📐 Concept diagram

16-07 — Weight Initialization

Phase: 16 — Neural Network Mathematics Subject: 16-07 Prerequisites: 16-06 (Gradient Flow), Phase 10-11 (variance, random variables) Next subject: 16-08 — Regularization

Learning Objectives

By the end of this subject, you will be able to:

Explain why naive initialization (all zeros, all identical, very small random, very large random) fails
Derive the Xavier/Glorot initialization from variance preservation requirements
Derive the He/Kaiming initialization and explain why it differs from Xavier for ReLU networks
Compute the variance of activations and gradients at initialization for a given scheme
Understand orthogonal initialization and when it's preferred

Core Content

1. Why Initialization Matters

At the start of training, the network produces random outputs. Backprop computes random gradients. If the initial weights are chosen poorly, either: - Activations explode or vanish as data flows forward - Gradients explode or vanish as errors flow backward

Once either happens, training may never recover — the network starts in a regime where no useful gradient signal exists.

⚠️ THIS IS CRITICAL — Weight initialization is not a minor detail.

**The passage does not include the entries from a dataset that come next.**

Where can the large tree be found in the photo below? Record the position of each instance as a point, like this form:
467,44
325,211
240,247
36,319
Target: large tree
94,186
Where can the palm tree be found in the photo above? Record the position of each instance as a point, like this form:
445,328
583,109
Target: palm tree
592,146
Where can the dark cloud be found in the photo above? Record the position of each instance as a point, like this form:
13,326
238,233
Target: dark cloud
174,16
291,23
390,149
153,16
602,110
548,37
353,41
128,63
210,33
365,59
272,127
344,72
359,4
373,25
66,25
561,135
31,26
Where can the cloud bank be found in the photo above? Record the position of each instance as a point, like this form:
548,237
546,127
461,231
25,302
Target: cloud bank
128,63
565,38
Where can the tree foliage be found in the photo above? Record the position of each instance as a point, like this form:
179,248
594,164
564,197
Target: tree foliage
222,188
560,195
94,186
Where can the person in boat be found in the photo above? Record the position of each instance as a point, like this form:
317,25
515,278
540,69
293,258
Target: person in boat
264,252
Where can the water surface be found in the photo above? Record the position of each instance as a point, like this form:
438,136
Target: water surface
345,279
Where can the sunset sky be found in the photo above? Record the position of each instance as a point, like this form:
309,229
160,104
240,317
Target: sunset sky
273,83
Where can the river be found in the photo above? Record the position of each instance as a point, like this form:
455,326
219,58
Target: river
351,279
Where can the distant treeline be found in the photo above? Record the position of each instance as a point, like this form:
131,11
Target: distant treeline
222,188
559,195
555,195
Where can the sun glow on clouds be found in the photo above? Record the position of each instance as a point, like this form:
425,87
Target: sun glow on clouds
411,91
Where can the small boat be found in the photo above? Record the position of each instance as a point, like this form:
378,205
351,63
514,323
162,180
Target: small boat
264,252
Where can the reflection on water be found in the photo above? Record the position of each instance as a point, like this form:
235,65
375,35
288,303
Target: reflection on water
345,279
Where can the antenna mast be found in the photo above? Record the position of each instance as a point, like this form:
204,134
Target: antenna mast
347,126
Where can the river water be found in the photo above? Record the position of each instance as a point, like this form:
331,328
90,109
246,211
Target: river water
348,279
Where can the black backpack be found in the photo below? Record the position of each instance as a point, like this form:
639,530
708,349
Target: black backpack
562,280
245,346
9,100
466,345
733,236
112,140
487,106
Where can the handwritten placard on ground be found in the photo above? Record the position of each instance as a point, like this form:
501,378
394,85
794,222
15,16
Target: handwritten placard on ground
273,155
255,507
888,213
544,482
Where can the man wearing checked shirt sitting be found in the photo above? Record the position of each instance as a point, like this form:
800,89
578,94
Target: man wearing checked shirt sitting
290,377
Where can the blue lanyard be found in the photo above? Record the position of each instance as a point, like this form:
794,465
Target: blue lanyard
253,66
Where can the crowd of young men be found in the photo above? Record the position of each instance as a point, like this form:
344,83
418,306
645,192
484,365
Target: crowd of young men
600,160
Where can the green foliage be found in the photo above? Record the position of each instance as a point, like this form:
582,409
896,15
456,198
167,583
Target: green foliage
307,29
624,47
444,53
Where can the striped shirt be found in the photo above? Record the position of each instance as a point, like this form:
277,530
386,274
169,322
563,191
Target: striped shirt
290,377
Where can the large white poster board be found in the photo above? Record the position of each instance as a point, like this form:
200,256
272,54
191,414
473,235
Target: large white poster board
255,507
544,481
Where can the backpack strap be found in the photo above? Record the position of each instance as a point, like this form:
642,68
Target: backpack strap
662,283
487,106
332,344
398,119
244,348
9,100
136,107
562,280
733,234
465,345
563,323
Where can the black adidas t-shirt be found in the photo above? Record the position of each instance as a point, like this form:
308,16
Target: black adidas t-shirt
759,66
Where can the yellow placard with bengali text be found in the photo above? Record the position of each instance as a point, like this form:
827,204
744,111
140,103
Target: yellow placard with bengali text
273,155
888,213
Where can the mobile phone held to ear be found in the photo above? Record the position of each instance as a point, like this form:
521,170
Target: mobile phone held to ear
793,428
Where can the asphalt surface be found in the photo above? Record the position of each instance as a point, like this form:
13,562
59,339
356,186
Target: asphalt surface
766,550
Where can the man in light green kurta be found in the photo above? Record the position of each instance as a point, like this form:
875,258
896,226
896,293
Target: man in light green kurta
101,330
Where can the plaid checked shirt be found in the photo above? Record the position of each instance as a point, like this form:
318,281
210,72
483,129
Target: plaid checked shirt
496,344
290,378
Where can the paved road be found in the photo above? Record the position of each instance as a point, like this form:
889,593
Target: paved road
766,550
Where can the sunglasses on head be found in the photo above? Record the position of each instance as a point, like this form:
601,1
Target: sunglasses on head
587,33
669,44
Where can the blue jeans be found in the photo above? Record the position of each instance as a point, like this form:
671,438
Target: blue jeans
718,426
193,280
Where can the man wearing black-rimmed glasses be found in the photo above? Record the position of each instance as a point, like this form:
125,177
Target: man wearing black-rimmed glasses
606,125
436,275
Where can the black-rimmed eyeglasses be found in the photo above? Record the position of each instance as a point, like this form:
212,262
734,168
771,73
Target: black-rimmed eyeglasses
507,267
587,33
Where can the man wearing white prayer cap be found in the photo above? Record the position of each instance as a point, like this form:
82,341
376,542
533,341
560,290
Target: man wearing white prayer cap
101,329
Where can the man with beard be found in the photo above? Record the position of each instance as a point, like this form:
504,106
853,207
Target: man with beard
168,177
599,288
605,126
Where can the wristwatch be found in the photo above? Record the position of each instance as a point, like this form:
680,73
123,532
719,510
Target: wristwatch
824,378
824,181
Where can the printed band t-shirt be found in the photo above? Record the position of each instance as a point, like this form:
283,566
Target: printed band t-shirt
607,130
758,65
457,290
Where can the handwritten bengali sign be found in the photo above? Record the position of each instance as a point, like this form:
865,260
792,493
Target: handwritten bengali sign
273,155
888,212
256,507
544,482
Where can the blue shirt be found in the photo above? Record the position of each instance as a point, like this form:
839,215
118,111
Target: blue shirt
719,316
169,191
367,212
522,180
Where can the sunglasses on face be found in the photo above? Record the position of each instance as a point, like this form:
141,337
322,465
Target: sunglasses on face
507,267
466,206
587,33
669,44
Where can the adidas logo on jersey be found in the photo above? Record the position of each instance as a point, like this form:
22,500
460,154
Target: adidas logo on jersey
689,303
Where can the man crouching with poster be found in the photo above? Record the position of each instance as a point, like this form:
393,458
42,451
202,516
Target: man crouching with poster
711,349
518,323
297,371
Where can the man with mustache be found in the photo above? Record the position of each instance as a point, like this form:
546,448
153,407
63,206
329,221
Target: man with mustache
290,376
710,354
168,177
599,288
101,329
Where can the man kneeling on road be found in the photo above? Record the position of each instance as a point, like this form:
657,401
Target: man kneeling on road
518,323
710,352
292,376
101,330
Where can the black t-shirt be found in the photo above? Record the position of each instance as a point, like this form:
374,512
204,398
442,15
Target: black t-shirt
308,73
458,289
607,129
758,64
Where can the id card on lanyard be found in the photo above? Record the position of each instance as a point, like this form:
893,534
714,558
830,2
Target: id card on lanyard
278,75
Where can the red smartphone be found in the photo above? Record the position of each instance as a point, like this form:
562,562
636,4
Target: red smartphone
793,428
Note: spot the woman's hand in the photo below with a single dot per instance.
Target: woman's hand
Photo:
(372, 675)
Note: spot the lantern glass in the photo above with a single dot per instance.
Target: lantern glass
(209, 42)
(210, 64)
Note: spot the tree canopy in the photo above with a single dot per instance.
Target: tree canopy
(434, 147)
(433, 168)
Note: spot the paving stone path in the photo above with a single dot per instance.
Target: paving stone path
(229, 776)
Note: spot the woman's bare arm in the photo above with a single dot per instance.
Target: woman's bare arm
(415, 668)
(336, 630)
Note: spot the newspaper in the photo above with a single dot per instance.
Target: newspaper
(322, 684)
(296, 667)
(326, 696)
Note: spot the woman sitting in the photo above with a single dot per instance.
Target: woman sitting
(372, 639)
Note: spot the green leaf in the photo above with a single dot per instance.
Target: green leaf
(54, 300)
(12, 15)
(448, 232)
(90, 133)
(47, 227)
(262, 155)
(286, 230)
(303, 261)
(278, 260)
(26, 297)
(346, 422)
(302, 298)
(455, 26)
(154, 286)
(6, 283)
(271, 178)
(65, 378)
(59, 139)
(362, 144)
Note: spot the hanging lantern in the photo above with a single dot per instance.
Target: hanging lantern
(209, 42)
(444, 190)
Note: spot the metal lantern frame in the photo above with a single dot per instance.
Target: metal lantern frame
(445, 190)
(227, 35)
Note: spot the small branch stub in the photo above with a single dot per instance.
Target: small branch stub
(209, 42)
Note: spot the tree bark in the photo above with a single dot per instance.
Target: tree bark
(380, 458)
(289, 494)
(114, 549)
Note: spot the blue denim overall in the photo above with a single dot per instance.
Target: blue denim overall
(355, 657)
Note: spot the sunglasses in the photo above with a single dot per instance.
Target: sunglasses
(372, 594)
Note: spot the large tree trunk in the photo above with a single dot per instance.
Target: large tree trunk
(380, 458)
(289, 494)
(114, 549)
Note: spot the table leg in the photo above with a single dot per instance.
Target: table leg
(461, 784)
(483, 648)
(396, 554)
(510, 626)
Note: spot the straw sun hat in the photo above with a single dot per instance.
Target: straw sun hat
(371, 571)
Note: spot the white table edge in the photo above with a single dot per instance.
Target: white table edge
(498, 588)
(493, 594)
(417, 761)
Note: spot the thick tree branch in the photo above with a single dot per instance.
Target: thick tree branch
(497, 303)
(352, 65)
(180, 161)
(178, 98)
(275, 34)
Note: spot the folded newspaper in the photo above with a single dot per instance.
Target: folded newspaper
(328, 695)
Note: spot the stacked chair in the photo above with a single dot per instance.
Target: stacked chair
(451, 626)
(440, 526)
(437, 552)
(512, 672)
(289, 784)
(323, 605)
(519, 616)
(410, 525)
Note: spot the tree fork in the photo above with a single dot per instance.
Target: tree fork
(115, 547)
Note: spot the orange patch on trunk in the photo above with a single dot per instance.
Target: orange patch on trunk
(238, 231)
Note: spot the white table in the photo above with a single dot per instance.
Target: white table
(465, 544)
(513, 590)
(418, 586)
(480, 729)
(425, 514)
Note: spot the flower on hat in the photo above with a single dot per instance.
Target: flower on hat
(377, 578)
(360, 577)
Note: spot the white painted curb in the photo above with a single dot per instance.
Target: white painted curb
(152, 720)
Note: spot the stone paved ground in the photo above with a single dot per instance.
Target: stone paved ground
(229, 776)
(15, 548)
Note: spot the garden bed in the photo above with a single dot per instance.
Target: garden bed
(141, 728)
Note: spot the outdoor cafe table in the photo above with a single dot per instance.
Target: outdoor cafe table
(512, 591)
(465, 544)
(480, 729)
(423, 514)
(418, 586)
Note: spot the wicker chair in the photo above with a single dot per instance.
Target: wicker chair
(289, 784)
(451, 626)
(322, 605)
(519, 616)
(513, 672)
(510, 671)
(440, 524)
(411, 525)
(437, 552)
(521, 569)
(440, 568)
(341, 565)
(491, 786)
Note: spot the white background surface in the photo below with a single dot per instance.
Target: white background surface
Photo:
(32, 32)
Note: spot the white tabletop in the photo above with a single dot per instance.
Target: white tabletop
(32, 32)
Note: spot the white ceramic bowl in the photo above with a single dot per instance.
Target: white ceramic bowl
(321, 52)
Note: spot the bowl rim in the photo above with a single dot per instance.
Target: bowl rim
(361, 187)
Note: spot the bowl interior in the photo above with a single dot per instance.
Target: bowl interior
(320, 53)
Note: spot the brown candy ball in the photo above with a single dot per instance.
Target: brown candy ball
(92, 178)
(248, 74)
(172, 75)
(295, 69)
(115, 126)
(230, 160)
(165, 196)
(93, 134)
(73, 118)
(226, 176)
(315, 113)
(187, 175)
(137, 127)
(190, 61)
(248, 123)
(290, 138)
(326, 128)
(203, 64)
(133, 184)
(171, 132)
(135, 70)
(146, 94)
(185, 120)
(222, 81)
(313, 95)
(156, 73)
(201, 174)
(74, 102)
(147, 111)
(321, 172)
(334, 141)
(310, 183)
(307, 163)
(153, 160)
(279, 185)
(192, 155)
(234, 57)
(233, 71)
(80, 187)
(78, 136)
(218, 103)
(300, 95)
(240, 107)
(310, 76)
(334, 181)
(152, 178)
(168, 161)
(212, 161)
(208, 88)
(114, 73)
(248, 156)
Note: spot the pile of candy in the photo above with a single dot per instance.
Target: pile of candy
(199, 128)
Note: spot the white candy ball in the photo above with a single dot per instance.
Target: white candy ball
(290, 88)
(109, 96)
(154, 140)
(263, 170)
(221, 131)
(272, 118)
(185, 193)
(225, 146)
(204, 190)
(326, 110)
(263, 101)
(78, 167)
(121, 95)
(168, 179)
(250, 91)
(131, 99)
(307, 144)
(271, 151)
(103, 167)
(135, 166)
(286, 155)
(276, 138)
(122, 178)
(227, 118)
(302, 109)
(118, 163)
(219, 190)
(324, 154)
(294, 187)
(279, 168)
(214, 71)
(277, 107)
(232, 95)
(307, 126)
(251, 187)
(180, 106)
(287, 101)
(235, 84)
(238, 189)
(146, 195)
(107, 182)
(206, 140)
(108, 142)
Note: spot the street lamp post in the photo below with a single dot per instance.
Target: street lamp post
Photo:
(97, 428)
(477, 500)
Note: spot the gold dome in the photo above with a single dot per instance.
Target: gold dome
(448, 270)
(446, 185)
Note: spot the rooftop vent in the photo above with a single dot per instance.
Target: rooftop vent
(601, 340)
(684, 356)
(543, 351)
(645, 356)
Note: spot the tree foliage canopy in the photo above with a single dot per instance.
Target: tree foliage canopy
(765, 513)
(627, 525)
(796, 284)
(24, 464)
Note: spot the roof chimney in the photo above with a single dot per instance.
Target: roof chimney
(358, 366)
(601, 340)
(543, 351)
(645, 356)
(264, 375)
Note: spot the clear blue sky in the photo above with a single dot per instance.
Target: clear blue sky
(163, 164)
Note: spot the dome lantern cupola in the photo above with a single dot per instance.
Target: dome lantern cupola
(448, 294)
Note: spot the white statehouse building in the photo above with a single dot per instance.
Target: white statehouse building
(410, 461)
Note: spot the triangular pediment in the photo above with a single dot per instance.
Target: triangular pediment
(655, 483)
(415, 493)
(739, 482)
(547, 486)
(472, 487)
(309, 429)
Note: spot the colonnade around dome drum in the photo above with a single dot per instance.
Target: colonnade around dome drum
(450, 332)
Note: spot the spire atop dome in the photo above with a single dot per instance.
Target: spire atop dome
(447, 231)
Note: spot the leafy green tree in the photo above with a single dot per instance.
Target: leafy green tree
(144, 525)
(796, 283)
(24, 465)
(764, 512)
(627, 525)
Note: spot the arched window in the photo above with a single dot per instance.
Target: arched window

It determines whether your network can be trained at all. Poor initialization is the most common silent cause of training failure in deep networks.

2. What Naive Initialization Gets Wrong

All zeros: Every neuron computes the same function. All gradients are identical. The network collapses to effectively one neuron per layer — no symmetry breaking, no learning.

All identical (non-zero): Same problem — all neurons in a layer have identical weights and receive identical gradients, so they stay identical forever. The network never develops diverse features.

Very small random weights (e.g., w ∼ N(0, 0.01²)): In a deep network, activations shrink exponentially: Var(a^(L)) ≈ Var(x) · ∏ (n_in · Var(w)). If n_in · Var(w) < 1, forward signals vanish. Backward gradients vanish even faster.

Very large random weights (e.g., w ∼ N(0, 100²)): Activations explode. For sigmoid/tanh, neurons saturate (outputs stuck near ±1 or 0/1). Gradients are zero. For ReLU, activations grow unboundedly, causing numerical overflow.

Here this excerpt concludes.